FeatureServer is primarily designed as a lightweight vector feature storage companion to the new OpenLayers vector capabilities.

A demo of FeatureServer in OpenLayers is available at the FeatureServer Demo page. You can see features from this demo in:

FeatureServer is the first project we’ve released under our copyright-only open source license, a move designed to protect both MetaCarta and project contributors.
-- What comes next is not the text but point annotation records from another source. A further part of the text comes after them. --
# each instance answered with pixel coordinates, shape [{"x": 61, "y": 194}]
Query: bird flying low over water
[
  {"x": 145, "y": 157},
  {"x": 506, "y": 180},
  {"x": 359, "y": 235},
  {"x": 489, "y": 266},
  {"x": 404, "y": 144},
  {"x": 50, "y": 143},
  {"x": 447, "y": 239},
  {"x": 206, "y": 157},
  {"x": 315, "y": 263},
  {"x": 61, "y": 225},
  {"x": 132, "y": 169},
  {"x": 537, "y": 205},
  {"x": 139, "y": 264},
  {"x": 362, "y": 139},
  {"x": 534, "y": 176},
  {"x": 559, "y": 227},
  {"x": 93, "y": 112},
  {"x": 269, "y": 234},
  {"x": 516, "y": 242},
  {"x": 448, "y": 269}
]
We’re moving forward with getting this license approved by OSI, and plan to release future open source software under this license.

I’ve been looking forward to this for a long time, and am looking forward to demoing it for people at Where 2.0. I think that FeatureServer really is the first step forward in the world of interacting with geodata on a feature level rather than a giant-database level. Per-feature interaction — view, update, delete — as well as easy-to-use attribute querying are both huge boons when working with lots-o-data: instead of loading 700,000 features, or even just loading features based on a bounding box, you can talk about a feature based on its unique identifier.

It also makes a really great translator — for example, it makes it possible to load up your Flickr photos as a WFS server which you can drop into OpenLayers. No need to depend on the external interfaces: anything which provides a geospatial data API can be converted to a FeatureServer datasource.

The ability to read in GeoRSS and KML are great from the point of view of an aggregator: simply pipe the output of a curl GeoRSS download into a FeatureServer upload, and you’ve got a GeoRSS post collector.

There’s a ton of possibilities, and I’m looking forward to helping people explore them now that the software is available and open source.